7. Use ‘I’ statements

Accusatory tones or words can also get in the way of a constructive discussion about your issues. As soon as either of you feels attacked, the defensive walls come up and constructive communication becomes impossible. While you may know this, most of us still use statements that imply that the other person has intentionally hurt us and are to be wholly blamed to making you angry in the relationship. We focus on the other person’s behavior without any time spent thinking about why we’re feeling hurt.

Starting your sentence with ‘I’ helps you talk about difficult feelings, say how the problem is affecting you, and prevent your partner from feeling blamed. It leads us to take responsibility for our feelings while also stating what bothers us. This opens up the path of conversation between couples and is one of the most effective exercises to help couples stop fighting.

8. Consider couple’s counseling

If you find it hard to get through the fights you and your partner have been having and would like to do the inner work to understand the deeper issues beneath the conflicts, counseling can lead to extraordinary breakthroughs. With the help of Bonobology’s panel of experienced therapists, you can move one step closer to a harmonious relationship.

Counseling on dating and pre-marital counseling on bonobology.com

Key Pointers

  • Every couple has arguments and conflicts
  • Poor communication, criticism, mismanagement of finances, habits of your partner, and differences in expectations around intimacy can be a few reasons why couples fight
  • Communication is the key to conflict resolution in a relationship
  • Taking time outs, being a good listener, focusing on what can be solved, learning repair attempts, requesting rather than complaining, using ‘I’ statements, and asking for what you need are a few ways how you can stop the cycle of fighting in a relationship
  • Couple counseling can help with managing conflicts in a relationship

Why you fight with someone you love is a question all of us have asked when dealing with conflict in any kind of relationship, be it romantic or platonic. Understanding the why is important to acknowledge and accept that this is something you’d like to change.

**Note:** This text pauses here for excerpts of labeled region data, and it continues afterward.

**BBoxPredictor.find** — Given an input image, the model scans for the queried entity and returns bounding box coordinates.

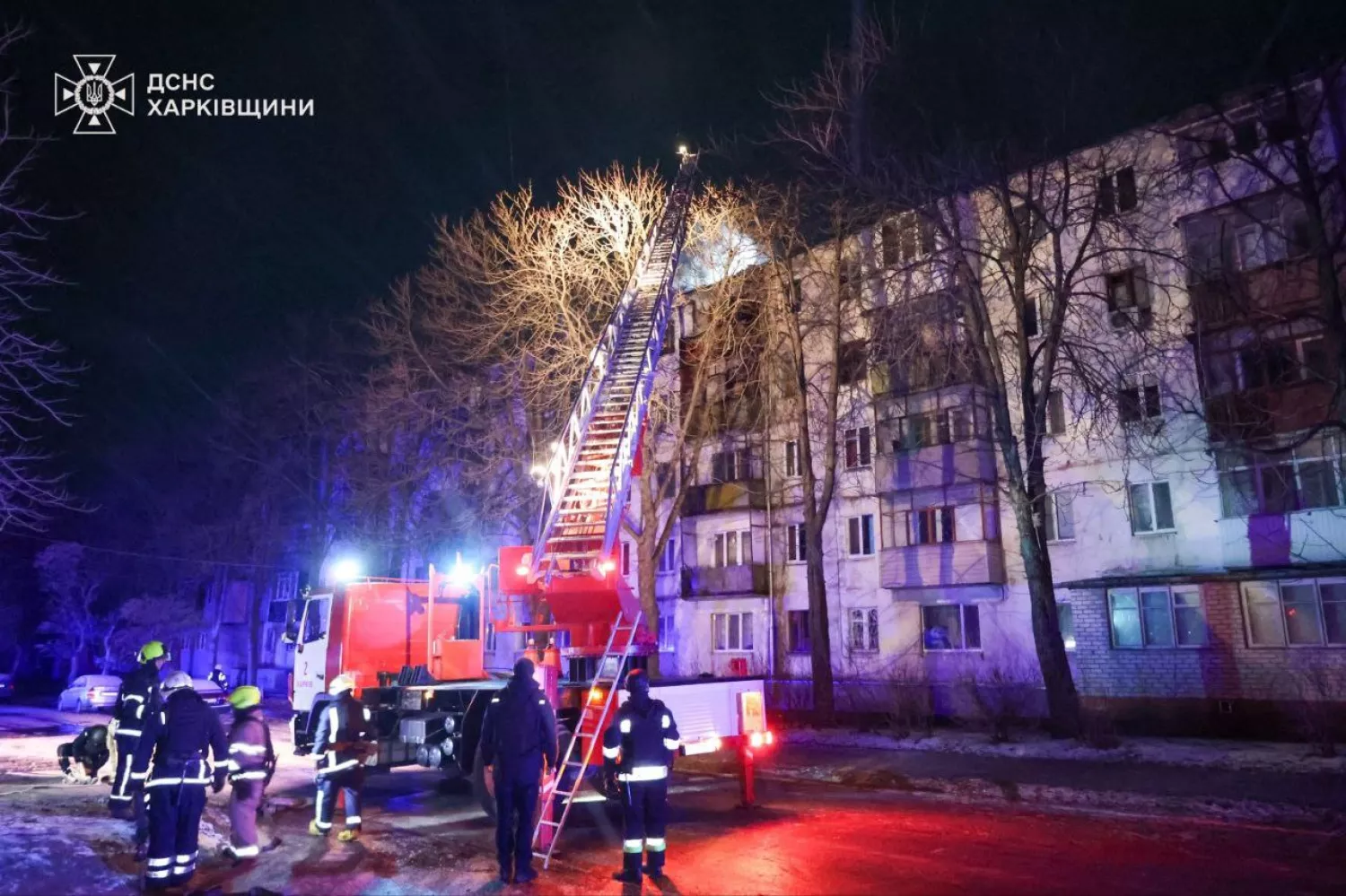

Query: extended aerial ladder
[514,151,696,868]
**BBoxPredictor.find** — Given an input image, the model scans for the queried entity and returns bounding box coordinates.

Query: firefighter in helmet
[309,674,374,841]
[108,640,172,858]
[603,669,681,884]
[228,685,276,860]
[134,672,229,890]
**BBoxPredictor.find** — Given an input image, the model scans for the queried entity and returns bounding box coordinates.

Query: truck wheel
[473,744,495,821]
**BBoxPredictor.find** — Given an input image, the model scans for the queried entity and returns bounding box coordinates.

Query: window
[785,524,808,564]
[1117,377,1163,424]
[1216,436,1346,517]
[1057,600,1076,650]
[909,508,957,545]
[715,529,753,568]
[1243,578,1346,648]
[786,610,813,654]
[847,607,879,653]
[711,613,753,653]
[1042,491,1076,541]
[921,605,982,651]
[660,537,677,572]
[711,448,748,483]
[1108,586,1208,648]
[660,613,673,654]
[1047,389,1066,436]
[1104,268,1151,327]
[1127,482,1174,535]
[837,339,870,387]
[845,514,874,557]
[845,427,870,470]
[879,213,934,268]
[1098,167,1136,218]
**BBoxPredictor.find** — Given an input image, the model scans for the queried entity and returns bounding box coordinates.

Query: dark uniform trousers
[145,758,210,890]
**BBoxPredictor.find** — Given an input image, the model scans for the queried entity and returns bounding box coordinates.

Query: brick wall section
[1071,581,1346,701]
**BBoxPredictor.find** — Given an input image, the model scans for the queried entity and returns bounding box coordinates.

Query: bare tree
[0,27,75,530]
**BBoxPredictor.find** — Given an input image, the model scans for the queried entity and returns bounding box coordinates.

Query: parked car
[57,675,121,713]
[191,678,229,709]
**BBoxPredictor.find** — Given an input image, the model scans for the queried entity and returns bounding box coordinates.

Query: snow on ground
[788,729,1346,772]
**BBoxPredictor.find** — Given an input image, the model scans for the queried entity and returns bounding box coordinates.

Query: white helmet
[161,672,193,694]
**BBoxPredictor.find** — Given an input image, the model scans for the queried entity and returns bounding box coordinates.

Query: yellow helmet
[136,640,170,664]
[229,685,261,709]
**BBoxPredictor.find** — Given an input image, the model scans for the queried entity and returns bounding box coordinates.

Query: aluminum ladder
[533,613,641,871]
[529,153,696,581]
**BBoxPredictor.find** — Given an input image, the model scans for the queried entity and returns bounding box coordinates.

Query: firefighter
[309,674,374,842]
[135,672,229,890]
[226,685,276,860]
[482,657,556,884]
[603,669,681,884]
[108,640,170,818]
[57,726,109,785]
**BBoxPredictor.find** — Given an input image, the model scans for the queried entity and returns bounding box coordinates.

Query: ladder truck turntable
[287,150,770,829]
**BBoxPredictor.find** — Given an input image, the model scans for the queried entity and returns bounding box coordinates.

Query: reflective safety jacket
[112,662,163,737]
[314,691,374,778]
[603,697,683,780]
[131,688,229,788]
[482,675,556,779]
[229,707,276,783]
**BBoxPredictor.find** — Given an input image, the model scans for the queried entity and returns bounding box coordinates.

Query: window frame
[1238,576,1346,650]
[711,610,756,654]
[845,514,878,557]
[1127,479,1178,535]
[1106,584,1211,650]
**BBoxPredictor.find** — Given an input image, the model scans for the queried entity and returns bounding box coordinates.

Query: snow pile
[789,729,1346,772]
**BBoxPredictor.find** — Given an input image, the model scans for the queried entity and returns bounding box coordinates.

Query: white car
[57,675,121,713]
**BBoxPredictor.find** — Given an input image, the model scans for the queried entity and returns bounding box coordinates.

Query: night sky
[0,0,1346,525]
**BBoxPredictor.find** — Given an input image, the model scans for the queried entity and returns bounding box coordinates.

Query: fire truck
[291,151,770,839]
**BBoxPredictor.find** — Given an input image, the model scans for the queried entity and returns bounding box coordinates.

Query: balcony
[879,541,1006,589]
[681,479,766,517]
[683,564,769,600]
[874,440,996,494]
[1206,382,1333,441]
[1187,258,1319,330]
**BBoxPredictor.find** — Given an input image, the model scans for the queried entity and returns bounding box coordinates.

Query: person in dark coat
[603,669,681,884]
[481,658,556,884]
[228,685,276,860]
[134,672,229,890]
[108,640,170,818]
[57,726,109,785]
[309,675,374,841]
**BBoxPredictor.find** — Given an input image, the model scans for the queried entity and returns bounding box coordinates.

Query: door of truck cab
[290,595,333,712]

As important as the ‘why’ of it is, knowing the ‘how’ of dealing with conflict when it arises is even more important for preventing it from turning into a vicious cycle. You should discuss it with your partner or explore it together with the help of mental health professional. I hope this piece gave you some insight on the why as well as how to stop the cycle of fighting in a relationship.

FAQs

1. Is fighting a sign of love?

While fighting is very normal in a relationship, it’s not necessarily a sign of love. We indeed fight with people we care for but we also fight with people we don’t care for or love. Constant fights can get really toxic after a while and it could shift the whole mood of the relationship. Fighting with a purpose is what differentiates a healthy and unhealthy relationship which is made up of so much more than just love.

2. Can you love someone and argue all the time?

Yes, it is possible that you argue a lot with someone you love. However, it’s important to make it a point that these arguments stay constructive. If not, they can become toxic way too fast way too soon.
If you find yourself not being able to stop bickering in a relationship, do have an honest conversation with your partner or reach out to a relationship counselor who can help both of you navigate through the constant fights and arguments.

3. Is it normal to argue with someone you love?

Of course, we are only humans and all of us, at some point, have had arguments with people we love the most. With them, we fight but at the end of the day, we long to hug them. The key, however, is to have constructive arguments rather than destructive ones where there are fingers pointed at each other with contempt or criticism. That’s when it gets problematic. But yes, It is completely normal to have arguments and conflicts with someone you love.